A Brief Introduction to Systems Engineering

Wednesday, June 27th, 2012

Systems engineering is a specialized set of skills that deal with how large and complex projects are acquired for customers like the US Government. Often applied to the development of weapon systems by the defense industry, this approach was also applied for a time in the software development community.

The benefit of the approach, when practiced properly, is that large acquisitions will be more efficient during their development, they will be more likely to be delivered within their cost and schedule constraints, and they will more likely function as required once deployed.

Introduced in the late 1970’s the approach relies on use of diagrammatic models as a means of understanding the context of the systems, its interfaces and its functional requirements. A seminal textbook on the underlying modeling technique was Structured Analysis and System Specification, written by Tom DeMarco.

The goal for a system, as a prerequisite to full-scale development is to have a complete, correct, and executable specification. To do that, the system’s context, boundary, external entities, interfaces, functions, and data needs are defined throughout the process of modeling the system.

The method uses the power of abstraction to define each level appropriate to its implementation. Abstraction means that only the level of detail required is dealt with at that level, and subordinate details are abstracted and pushed down to the correct level where they are meaning full. For example if the system is military airlift, the highest specification only speaks to the distance, volume, frequency and reliability of transport that is required. The fact fact there may be a new airplane as part of the acquisition, or a ground transportation infrastructure, those are to be considered as lower level components and are separately modeled and specified.

Once potential problems are identified and solved in a process called functional analysis, the resulting models can be converted to a common language set of specification that represent each applicable level of implementation.

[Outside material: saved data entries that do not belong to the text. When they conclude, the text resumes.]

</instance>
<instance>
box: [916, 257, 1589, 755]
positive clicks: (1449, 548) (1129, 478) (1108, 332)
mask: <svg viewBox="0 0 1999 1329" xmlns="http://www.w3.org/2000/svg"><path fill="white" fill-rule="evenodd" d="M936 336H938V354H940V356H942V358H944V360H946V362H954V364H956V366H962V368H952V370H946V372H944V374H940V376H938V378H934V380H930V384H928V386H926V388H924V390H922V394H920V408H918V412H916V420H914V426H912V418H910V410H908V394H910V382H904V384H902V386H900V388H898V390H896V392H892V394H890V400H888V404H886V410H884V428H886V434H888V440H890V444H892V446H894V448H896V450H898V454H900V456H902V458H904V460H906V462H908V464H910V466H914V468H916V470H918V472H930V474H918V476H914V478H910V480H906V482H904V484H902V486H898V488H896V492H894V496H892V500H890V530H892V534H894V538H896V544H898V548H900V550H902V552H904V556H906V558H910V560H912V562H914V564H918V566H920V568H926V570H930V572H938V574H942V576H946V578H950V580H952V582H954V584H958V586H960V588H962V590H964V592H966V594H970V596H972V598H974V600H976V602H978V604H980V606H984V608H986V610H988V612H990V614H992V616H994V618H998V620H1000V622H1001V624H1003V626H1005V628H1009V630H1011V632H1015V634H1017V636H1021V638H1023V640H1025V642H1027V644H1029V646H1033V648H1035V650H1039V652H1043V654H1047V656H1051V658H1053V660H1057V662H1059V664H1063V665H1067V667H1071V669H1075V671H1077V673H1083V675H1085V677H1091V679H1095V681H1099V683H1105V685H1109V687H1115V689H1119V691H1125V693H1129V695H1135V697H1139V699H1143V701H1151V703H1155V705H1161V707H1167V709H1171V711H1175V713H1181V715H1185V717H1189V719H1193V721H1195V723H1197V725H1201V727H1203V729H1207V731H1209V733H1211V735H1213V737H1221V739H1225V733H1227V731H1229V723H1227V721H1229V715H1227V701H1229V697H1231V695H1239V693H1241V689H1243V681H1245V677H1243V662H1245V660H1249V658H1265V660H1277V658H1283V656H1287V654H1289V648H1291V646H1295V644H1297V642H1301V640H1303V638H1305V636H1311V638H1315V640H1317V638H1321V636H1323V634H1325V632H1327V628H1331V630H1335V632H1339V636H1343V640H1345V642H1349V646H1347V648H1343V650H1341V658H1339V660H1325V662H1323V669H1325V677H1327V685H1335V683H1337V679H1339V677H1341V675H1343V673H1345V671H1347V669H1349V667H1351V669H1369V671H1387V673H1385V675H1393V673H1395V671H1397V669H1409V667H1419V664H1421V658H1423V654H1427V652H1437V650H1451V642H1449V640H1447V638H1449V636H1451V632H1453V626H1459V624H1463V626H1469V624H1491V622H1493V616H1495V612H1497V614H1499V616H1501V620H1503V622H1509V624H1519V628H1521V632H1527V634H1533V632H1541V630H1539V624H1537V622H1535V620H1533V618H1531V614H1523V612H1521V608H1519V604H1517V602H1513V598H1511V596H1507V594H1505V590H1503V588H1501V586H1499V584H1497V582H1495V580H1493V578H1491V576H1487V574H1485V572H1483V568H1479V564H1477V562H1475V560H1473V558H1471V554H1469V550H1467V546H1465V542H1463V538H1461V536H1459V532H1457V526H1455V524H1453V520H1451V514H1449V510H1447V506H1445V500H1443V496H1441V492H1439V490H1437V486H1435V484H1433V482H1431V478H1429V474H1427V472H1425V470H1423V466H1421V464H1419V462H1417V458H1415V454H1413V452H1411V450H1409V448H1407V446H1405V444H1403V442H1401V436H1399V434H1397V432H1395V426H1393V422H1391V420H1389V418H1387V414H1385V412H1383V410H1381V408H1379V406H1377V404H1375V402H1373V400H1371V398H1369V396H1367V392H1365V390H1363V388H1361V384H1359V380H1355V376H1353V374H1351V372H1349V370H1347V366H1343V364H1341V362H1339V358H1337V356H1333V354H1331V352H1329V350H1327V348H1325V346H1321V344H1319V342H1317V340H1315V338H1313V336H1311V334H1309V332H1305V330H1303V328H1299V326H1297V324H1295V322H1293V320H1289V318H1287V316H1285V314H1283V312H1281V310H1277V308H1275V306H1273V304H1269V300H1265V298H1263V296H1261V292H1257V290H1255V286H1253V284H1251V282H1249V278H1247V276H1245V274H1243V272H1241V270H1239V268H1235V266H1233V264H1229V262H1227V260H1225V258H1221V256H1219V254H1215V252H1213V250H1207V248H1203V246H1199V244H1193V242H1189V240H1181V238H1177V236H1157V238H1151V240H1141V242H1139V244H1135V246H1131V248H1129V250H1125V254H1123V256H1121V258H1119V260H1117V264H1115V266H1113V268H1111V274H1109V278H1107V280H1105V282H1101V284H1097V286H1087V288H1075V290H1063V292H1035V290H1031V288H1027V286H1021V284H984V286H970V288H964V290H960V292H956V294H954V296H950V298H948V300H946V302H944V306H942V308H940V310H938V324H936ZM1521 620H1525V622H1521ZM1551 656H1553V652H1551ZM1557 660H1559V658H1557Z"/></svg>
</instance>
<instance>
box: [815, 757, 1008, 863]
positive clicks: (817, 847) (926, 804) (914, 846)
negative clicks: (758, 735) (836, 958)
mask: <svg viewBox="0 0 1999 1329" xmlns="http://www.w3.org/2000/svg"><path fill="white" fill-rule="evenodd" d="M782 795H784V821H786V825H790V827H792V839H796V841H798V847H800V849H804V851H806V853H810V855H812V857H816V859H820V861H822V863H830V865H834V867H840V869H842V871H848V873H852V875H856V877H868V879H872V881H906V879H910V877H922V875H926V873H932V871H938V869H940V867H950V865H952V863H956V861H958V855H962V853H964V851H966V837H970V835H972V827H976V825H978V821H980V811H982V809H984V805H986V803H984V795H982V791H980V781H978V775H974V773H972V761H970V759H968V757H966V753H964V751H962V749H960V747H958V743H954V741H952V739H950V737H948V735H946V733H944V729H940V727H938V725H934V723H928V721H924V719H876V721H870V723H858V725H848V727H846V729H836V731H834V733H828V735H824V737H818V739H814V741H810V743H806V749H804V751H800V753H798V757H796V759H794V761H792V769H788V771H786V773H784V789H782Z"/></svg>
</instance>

Realities of the modern economy, changes in acquisition, including likely reductions in defense funding will affect, and possibility displace, many in the workforce. Even though not in vogue outside of defense, the method still has merit. It simply remains as a challenge to the engineer in transition (from defense to commercial) to discover what concepts and portions of the method are reusable and will complement current commercial development techniques. Understanding these systems engineering concepts will be helpful in preparing for that transition. Although specific techniques may have evolved, the need for correctness in understanding the system being built has not.